老人之间(第2/7页)
老人对这一切像是早有预料,眼睛望着小石窗,看着熹微的天色。后来他走出去。曲也跟上出来。老人抬起头往东看去。曲看着他眯缝的双目,知道他在寻找东方第一缕阳光。那阳光迟迟没有伸出。就这样,两个老人一块儿等待,谁也不说话。不知过了多久,松树的枝桠间突然射出了一道橘红色光束,紧接着各种鸟雀开始了欢快蹦跳。它们在松树空隙里翻腾、打斗。曲差不多听见了它们的嘎嘎笑声。老人装了一锅烟吸起来,把湿漉漉的烟嘴一下子插到曲的嘴里。曲从来没有吸过烟,这时候却用力吸了一口,马上呛得咳嗽起来。老人立刻把烟锅取回,说:
“一个吸烟的人,一个不吸烟的人——这两个古怪的老头能住到一起吗?”
曲知道这是一句玩笑话。
又停了一瞬,老人缓缓地转过脸。曲看着他。他点点头,把手搭到曲的肩膀上:“伙计,我们俩好不容易才混到一个人过的份上,这不容易啊!你还是回吧。我知道你是好意,可是我不能和你住在一块儿。”
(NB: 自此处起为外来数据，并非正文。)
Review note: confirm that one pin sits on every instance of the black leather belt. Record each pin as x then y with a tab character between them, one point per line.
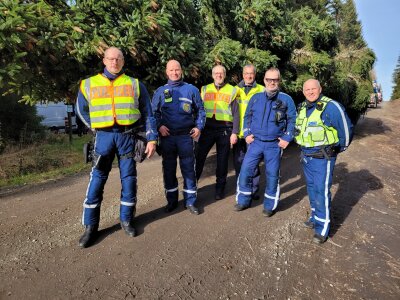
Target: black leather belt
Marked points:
118	128
184	131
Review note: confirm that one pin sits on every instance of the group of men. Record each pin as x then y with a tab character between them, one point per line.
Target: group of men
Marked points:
257	121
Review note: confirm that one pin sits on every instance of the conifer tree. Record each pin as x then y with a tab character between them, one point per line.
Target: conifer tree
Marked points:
396	81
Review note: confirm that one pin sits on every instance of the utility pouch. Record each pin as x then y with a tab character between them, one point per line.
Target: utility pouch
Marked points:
140	146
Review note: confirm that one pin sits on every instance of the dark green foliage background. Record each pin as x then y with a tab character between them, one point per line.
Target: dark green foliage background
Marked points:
47	47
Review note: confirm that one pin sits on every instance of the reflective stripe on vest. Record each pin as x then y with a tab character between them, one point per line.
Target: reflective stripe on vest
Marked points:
312	131
243	101
112	101
217	102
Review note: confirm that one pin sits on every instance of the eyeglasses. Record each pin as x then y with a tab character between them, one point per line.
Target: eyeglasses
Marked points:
271	80
116	59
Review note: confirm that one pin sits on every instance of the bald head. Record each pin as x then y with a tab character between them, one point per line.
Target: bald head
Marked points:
173	70
312	90
113	60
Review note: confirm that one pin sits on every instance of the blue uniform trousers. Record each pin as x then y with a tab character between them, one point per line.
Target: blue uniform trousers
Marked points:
318	173
181	146
107	145
239	151
271	153
209	137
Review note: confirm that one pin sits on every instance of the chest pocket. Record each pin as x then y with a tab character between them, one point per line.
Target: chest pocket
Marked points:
280	109
185	105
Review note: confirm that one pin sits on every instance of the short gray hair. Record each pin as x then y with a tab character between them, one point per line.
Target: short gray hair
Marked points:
219	66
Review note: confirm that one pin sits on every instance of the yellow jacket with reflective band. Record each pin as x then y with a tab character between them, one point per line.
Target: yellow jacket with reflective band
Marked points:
218	102
243	101
112	101
312	131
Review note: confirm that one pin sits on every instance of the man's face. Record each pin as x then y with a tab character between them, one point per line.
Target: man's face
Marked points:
113	60
249	75
312	90
218	75
271	81
173	70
曲觉得身上像被人打了一掌,周身都感到疼痛。他往后倒退了几步。他的脸热辣辣的。他在这个时刻才明显感到,他的自尊受到了真正沉重的一击。他像被当众鞭了一番似的。
他一声没吭,咬着牙到土炕上抓起背囊,背上肩膀,低着头走出来。
那个老人看也没看一眼,一直在盯着松树间打斗的鸟雀和那一缕缕彩色的阳光。他向老人道一声别,嗓音嘶哑。可是老人一声没应。曲往大山深处走去了。他走开了一段,又站住了。
他转过身,直盯盯地看着被霞光勾勒出清晰剪影的那个老人。他这时才发现:这个人像自己一样瘦弱、矮小。可是这个人的心多硬啊。难道就这样离去吗?不!他往回走了几步,又走了几步。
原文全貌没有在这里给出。